Em termos jurídico–penais, os castigos físicos infligidos a menores podem ser enquadrados como violência doméstica, se reunidos os requisitos previstos no n.º 1 do artigo 152.º do Código Penal. Para o que ora nos interessa, prevê tal normativo legal que quem, de modo reiterado ou não, infligir maus tratos físicos ou psíquicos, incluindo castigos corporais a menor que seja seu descendente é punido com pena de prisão de 1 a 5 anos, se pena mais grave lhe não couber por força de outra disposição legal. A condenação neste tipo de crime pode, atenta a concreta gravidade do facto, implicar a inibição das responsabilidades parentais por um período de 1 a 10 anos, nos termos do n.º 6 do referido preceito. A violência contra menores pode ainda ser enquadrada como crime de maus tratos (previsto e punido pelo artigo 152 – A do Código Penal) ou como um crime de ofensa à integridade física simples, plasmado no artigo 143.º do referido diploma legal.
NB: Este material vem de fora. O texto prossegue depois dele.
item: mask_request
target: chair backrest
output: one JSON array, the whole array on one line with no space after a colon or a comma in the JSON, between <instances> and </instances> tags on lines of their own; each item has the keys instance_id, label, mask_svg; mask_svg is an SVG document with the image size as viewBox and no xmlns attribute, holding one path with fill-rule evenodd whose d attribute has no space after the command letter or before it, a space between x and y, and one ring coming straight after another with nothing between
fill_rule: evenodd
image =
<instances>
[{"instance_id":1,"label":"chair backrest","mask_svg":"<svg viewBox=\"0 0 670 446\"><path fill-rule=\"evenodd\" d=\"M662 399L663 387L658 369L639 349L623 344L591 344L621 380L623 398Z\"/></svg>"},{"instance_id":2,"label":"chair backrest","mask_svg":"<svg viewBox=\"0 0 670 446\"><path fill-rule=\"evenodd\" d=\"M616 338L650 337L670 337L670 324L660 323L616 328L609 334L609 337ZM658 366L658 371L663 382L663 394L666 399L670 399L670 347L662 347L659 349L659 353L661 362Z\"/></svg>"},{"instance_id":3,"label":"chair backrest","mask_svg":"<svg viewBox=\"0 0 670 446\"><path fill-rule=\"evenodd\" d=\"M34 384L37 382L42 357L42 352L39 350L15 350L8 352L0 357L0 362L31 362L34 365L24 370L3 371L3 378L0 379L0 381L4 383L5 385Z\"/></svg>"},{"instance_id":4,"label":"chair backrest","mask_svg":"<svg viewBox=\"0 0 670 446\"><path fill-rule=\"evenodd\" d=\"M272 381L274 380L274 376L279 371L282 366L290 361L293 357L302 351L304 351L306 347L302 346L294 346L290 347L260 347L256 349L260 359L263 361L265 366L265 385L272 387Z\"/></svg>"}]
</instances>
A averiguação do relevo penal da palmada educativa (e da necessidade de punir o seu autor para protecção da criança) implicará sempre o confronto entre os tipos de crimes acabados de mencionar e o supra mencionado poder – dever de educar. Desta forma, um eventual enquadramento penal passará sempre pela análise da conduta por forma a aferir da sua adequação e proporcionalidade, tendo por referência a intenção educativa incluída naquele poder – dever de educar. Em termos penais, a fronteira será delimitada através de uma eventual exclusão da ilicitude nos termos do artigo 31.º do Código Penal, pois que a conduta poderá não ser punível se o facto foi praticado no exercício de um direito ou até no cumprimento de um dever (in casu, o de educar), até porque, no limite, uma atitude de nada fazer pode também levar a uma intervenção, ainda que em sede do direito tutelar dos menores.